Thursday, October 8, 2020

I beg to differ Joe Rogan

 

I am a huge fan of Joe Rogan; however, he has repeatedly stated something in which I have a differing opinion.  Joe Rogan, and I am paraphrasing here, says that the difference between a cult and a religion is that in a cult the leader is alive and in a religion the leader is dead. I would like to offer my apologetics for Christianity to the discussion. 

My indefatigable truth - nobody would ever willingly die for a lie. Most people's argument against that statement has been that Muslim terrorists die for their religion.  That's fallacious reasoning and here's why.  Muslim extremists have no idea if their beliefs are a lie or not.  For that matter, neither do modern-day Christians, we have faith in the truth; we will not actually know until we die, which is the same for any other faith.  

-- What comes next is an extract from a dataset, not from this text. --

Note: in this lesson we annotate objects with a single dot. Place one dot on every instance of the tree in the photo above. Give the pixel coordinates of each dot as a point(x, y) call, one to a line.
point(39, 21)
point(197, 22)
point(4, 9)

In the case of Jesus, there are several differences.  There is no arguing that the physical man existed and that there was a crucifixion. Two historians, both of which were alive in the natural lifetime of Jesus, wrote about Jesus and the crucifixion (a natural lifetime being a period in which Jesus would have lived had he not been executed).  Josephus, a Jewish historian, refers to the execution of Jesus by Pontius Pilate.  Tacitus, a Roman historian, referred to the same as well as referring to the early Christians in Rome. The natural lifetime context is important because people who actually knew Jesus were still alive during Josephus' and Tacitus' time.  There is no argument that the man Jesus existed during the timeframe that the Bible references and that he was executed (crucified).  The argument is over Jesus' divinity.  

Now, let's get to the point of nobody willing to die for a lie.  Of the twelve Apostles, who actually knew Jesus, all but one were martyred for their faith, some with more historical clarity than others. Other prominent disciples outside of the twelve who also knew Jesus were martyred.  Here is my argument - all of these men knew the truth, they knew whether or not Jesus was actually who he said he was, they were there during Jesus' life and resurrection.  Can you honestly say that these men would willingly be tortured and executed in very cruel ways if they knew that who they claimed Jesus to be was, in fact, a lie?  I have a hard time believing that, personally and intellectually.  Would you die for what you know to be a lie?  No, you wouldn't. The early Christian martyrs died because they knew the truth.  And that is my truth.   

EPILOGUE

There has been no credible anthropological or archaeological research that has disputed or dispelled the Bible, only confirmational findings.  To Joe's point that the early Christian bible was a product of the Church three centuries after the fact (the fact being Jesus, though the bible refers back many more centuries before Christ, mostly through the Jewish Old Testament), the church actually studied the documentation to determine authenticity and veracity just like scholars do today.  There were points of disagreement within the church; however, they came to a general agreement regarding what should be scripture and what shouldn't. And yes, they knew how to deal with the multiple translations (Hebrew, Aramaic, Greek, and Latin).